The losers will rightfully take solace in knowing they got close, which means you've done extremely well, just not quite extremely well enough.
But fans in Cleveland know the difference; know it all too well, in fact. They've watched their various teams come up just short of so many titles that someone finally made a movie about them. (I recommend it. It's called "Believeland.")
The lesson is clear: To go all the way – in any sport – you need some good timing, your stars in alignment and maybe a fortunate bounce or three as well as the requisite talent, coaching etc.
As Yogi Berra could have said, it often doesn't happen often.
In pro football, where the Ravens reside, getting to the top is an extreme challenge. For the past 51 years, the Super Bowl has determined who stands at the sport's pinnacle. Twelve of the NFL's 32 teams have never reached that pinnacle. That's 37.5 percent of the league.
Meanwhile, the Ravens have won two Super Bowls in two decades since they moved to Baltimore.
I know we're in the middle of a season that understandably has hands wringing, but while watching the Cubs and Indians fight to see whose famous curse finally dies, I find myself thinking about how fortunate Baltimore fans have been to see their football team hoist the Vince Lombardi Trophy twice in the past 16 years.
The chances of that happening were crazy-off-the-charts long when Art Modell brought his franchise to Baltimore in 1996.
Only three other teams have won more than one Super Bowl in this century – the New York Giants, born in 1925; the Pittsburgh Steelers, born in 1933; and the New England Patriots, born in 1960. The Ravens are the child prodigy in that company. They just got out of their teens as a franchise.

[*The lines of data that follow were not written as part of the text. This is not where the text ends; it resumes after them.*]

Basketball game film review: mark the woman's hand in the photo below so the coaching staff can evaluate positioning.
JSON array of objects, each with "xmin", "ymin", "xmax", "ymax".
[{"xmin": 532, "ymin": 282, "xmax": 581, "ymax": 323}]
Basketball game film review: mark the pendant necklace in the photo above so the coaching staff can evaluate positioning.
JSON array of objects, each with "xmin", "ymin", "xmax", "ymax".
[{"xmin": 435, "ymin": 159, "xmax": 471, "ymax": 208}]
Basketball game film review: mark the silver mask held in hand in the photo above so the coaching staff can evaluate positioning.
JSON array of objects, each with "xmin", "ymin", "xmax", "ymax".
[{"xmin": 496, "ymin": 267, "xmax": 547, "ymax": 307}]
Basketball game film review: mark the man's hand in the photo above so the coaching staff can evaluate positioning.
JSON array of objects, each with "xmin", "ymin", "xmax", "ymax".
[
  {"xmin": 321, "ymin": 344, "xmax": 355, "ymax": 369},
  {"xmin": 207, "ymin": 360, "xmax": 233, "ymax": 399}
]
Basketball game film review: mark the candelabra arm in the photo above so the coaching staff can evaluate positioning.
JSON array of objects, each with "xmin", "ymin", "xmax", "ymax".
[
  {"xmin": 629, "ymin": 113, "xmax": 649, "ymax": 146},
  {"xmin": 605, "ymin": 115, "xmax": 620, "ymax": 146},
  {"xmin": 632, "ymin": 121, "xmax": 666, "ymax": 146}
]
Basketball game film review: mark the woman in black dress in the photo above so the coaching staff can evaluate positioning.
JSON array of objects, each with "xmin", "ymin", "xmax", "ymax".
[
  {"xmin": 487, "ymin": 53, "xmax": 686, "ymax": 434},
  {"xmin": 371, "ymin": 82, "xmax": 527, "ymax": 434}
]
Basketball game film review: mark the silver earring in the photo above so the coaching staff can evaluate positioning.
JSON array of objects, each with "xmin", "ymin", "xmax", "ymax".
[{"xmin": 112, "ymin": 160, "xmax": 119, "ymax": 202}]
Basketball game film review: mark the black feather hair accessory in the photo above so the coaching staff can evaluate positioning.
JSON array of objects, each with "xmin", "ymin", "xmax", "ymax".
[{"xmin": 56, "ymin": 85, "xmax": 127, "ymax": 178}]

But while more famous teams struggle, such as the Dallas Cowboys, who haven't won a Super Bowl in 21 years, or the San Francisco 49ers, who haven't won since 1994, the Ravens have twice gone all the way.
Doing it once casts you in a permanent glow of sorts, forever separating you from the teams that have not – a group that includes the Cincinnati Bengals, Minnesota Vikings, Cleveland Browns and others who have been around a lot longer than the Ravens.
Doing it twice stamps you as bona fide, no matter how old (or young) you are.
The Ravens have won just 26 of 55 regular-season games since their last Super Bowl triumph in February 2013, frustrating an organization and a fan base accustomed to better. But those struggles illustrate the difficulty of what was achieved.
Just winning, period, is a hard habit to maintain. Look at what's happened to the 49ers. Winning enough to go all the way is a dream realized.
That dream seems to come relatively easily to a few franchises such as baseball's New York Yankees, who have won 27 World Series, or more recently, football's Patriots. But the vast majority wait years, sometimes decades. Baltimore's baseball drought stands at 33 years.
Against that backdrop, two Super Bowl titles in 16 years amounts to a gold rush. Under no circumstances can anyone suggest the Baltimore Ravens are cursed.